If you have NBA TV, please tune in.
I draw a position distinction between Sikma and Kemp. Jack made his bones as a back-to-the-basket center, Kemp was always a power forward facing the basket. No question Kemp was a better athlete, but Sikma’s overall game and longevity make him the Sonics’ best post man.
Regarding teaching unorthodox shots, kids have to be dedicated to rigorous practice for mastery. The hook shot is actually mechanically difficult in terms of body balance and alignment. Sikma’s shot, particularly the launch point, also takes a lot of time.
Most kids want instant gratification.
I had read in the Seattle Times that Wes Unseld would be a presenter for Jack and not Wayne Embry. Not sure where the miscommunication came from but Jack’s battles with Wes were about as legendary as the ones he had against Kareem. I still like that Jack has Kareem presenting for him though. It’s a selection comparable to Gary Payton’s choice of John Stockton.
I’m also glad to see Paul finally getting in as well. Like Jack he should have been inducted long ago. I wish we could have seen Paul play together with Gus Williams. But even though I absolutely love Gus I’ve always thought that Paul and DJ would have been an amazing backcourt. It’s interesting that both played for the Sonics, Suns and Celtics. Just not together.

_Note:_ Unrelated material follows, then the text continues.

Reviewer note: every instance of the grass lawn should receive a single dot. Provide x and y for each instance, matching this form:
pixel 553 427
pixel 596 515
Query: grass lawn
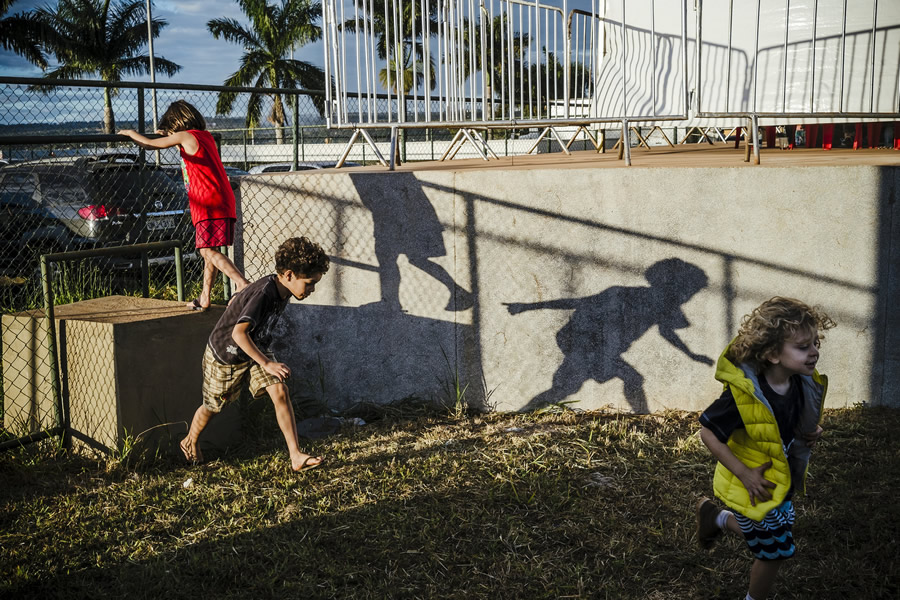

I’m wondering if any NBA executives will see the irony of two former Sonics, as players and coaches, being inducted into the HOF but having no franchise in Seattle? I hope the ceremony will be flooded with former Sonics.
Didn’t see the Unseld reference, but Jack has a recent professional history with Embry in Toronto.
Good point about Stockton/Payton. Ultimate rivals.
I don’t think NBA executives will be swayed by Seattle passions.
Only basketball fans in Salt Lake City and Seattle understand/understood the Payton-Stockton connection. I know of fans in neutral markets who were genuinely perplexed by it. If Shawn ever gets in, hopefully Malone will be standing next to him.